TM5522:03
Advanced Biostatistics for Public Health *
Townsville | HECS Band 2 |
Block mode Semester 2.
Staff: Assoc. Professor R Müller, Dr P Buttner (Coordinators).
Students will need to have successfully completed Biostatistics for Public Health ( TM5516 or equivalent) with a Distinction or better. Before enrolling please contact Assoc. Professor Reinhold Müller at Reinhold.Muller@jcu.edu.au.
This subject introduces students to the practical side of advanced biostatistics. Basic principles of biostatistics will be revised briefly and then extended to multivariate techniques including Cox survival analysis, multiple regression, logistic regression and different ANOVA approaches. Principles of data analysis will be presented and exercised with the statistical software package SPSS in practicals. Actual databases deliver the means of exercising. Half the subject is lectures, the other half is ‘hands on’ exercises with SPSS on computers.

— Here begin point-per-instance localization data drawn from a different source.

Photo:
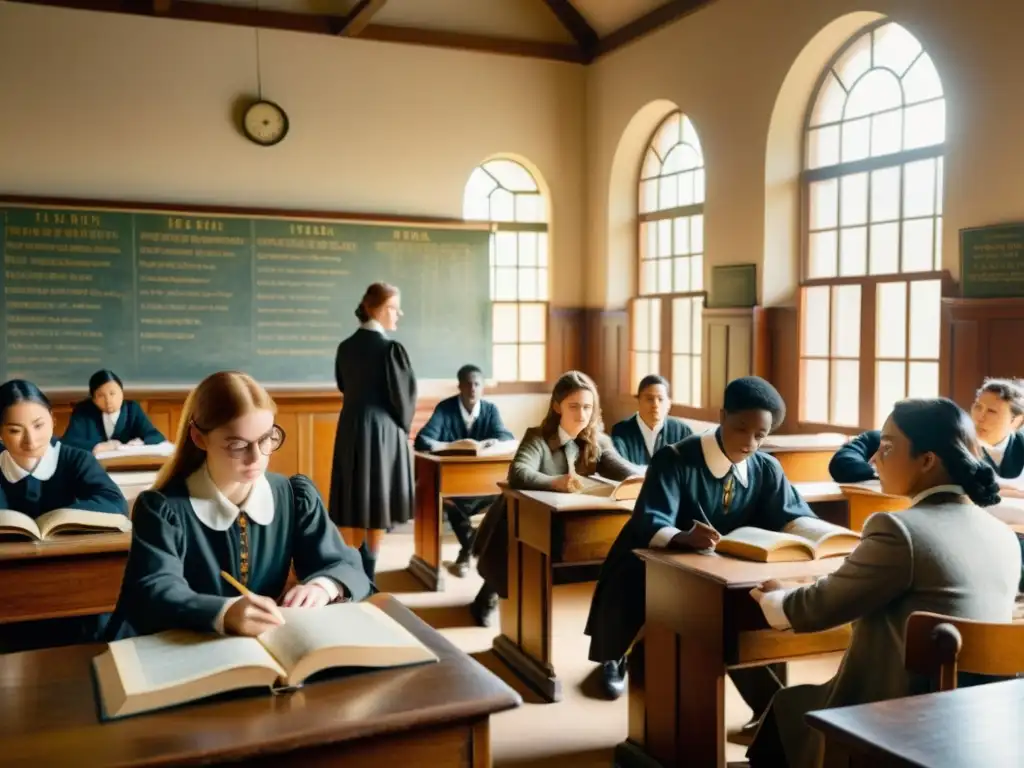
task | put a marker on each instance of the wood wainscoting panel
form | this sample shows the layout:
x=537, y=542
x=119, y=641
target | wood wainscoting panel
x=979, y=338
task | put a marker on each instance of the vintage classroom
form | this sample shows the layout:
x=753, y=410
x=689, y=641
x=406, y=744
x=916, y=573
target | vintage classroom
x=400, y=111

Theory: The subject will briefly review the content of introductory Biostatistics for Public Health and will expand into the theory of multivariate analysis. In detail, multiple regression, logistic regression, Cox proportional hazard analysis and analysis of variance will be introduced. CART analysis, a mean of explorative data analysis will be discussed. Emphasis will be on the building of meaningful models and the interpretation of results of these multivariate analyses.

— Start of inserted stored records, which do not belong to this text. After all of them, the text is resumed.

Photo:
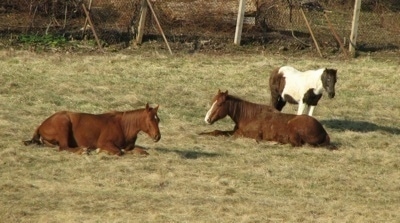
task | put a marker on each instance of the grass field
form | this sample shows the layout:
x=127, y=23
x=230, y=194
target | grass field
x=192, y=178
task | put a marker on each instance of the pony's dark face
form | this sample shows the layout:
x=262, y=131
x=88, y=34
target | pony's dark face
x=328, y=79
x=218, y=109
x=152, y=121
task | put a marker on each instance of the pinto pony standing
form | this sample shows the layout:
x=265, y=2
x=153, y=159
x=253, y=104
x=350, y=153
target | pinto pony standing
x=304, y=88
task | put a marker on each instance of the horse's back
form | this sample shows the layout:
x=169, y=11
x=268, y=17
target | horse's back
x=310, y=130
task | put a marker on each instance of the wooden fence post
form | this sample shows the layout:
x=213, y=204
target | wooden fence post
x=354, y=28
x=239, y=22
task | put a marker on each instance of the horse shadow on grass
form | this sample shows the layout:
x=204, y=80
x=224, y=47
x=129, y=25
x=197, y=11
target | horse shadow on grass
x=188, y=154
x=358, y=126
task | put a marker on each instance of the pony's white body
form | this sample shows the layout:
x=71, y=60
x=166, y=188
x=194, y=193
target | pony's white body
x=298, y=83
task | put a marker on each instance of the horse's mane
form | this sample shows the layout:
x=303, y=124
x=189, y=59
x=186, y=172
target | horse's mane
x=131, y=120
x=245, y=109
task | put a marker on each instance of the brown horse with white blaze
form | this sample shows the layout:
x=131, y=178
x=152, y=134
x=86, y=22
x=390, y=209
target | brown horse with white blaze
x=262, y=122
x=112, y=132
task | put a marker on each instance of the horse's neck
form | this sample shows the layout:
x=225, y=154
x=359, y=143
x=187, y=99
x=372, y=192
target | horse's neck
x=131, y=123
x=313, y=78
x=243, y=110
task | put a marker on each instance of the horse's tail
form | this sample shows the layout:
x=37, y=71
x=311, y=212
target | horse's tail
x=35, y=138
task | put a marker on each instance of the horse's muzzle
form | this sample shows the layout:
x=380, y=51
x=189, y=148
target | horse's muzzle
x=208, y=121
x=157, y=138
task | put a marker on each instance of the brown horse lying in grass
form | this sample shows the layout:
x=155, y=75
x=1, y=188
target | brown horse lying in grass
x=265, y=124
x=112, y=132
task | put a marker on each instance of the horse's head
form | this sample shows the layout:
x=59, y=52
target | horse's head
x=217, y=110
x=328, y=79
x=151, y=123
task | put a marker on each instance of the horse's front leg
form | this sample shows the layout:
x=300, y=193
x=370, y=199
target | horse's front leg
x=311, y=110
x=301, y=108
x=218, y=133
x=110, y=148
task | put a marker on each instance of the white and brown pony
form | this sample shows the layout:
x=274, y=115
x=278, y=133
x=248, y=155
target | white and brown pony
x=304, y=88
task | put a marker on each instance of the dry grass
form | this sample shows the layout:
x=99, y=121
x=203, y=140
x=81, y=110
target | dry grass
x=188, y=178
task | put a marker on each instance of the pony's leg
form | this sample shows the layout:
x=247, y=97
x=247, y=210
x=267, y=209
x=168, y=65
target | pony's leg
x=218, y=133
x=111, y=149
x=311, y=110
x=295, y=140
x=301, y=108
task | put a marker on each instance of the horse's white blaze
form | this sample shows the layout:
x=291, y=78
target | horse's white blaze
x=298, y=83
x=209, y=112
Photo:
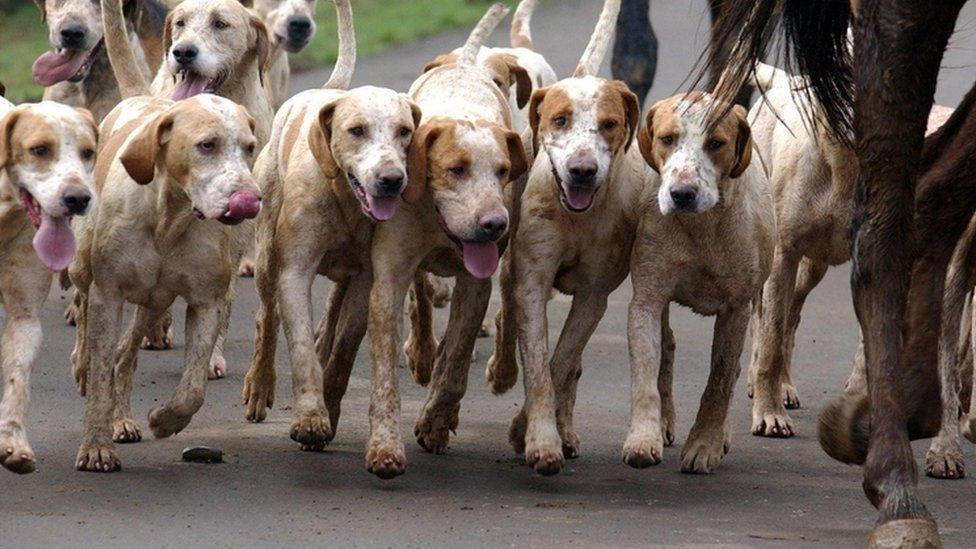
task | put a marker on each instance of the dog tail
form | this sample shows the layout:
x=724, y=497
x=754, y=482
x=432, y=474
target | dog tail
x=124, y=64
x=478, y=36
x=521, y=34
x=341, y=77
x=600, y=40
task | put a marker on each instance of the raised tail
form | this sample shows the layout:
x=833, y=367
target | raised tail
x=341, y=77
x=480, y=33
x=520, y=36
x=120, y=55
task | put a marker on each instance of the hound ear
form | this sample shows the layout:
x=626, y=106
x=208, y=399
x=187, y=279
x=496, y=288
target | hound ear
x=516, y=155
x=320, y=141
x=534, y=115
x=7, y=124
x=645, y=139
x=743, y=142
x=262, y=45
x=141, y=153
x=422, y=140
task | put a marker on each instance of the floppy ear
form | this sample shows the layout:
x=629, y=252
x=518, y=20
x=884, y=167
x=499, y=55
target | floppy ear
x=320, y=141
x=140, y=154
x=7, y=124
x=516, y=155
x=743, y=142
x=422, y=140
x=645, y=139
x=534, y=116
x=262, y=45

Practical: It will explore a broad range of data analysis issues such as questionnaire design, data input, data cleaning, descriptive analysis, graphical display, bivariate statistics, correlation matrix, coding and multivariate techniques. CART analysis and all of the above mentioned multivariate methods will be applied and exercised with real data sets.
Learning Objectives:
- to gain experience in computer based data handling, data cleaning, transforming and bivariate testing;
- to gain a practical understanding of some important multivariate techniques;
- to acquire the basic knowledge necessary to run these models in statistical packages and to interpret the findings;
- to gain insight and skills required when contributing to the biostatisticsl side in research groups.
Assessment by means of 10 invigilated assignments (10% each).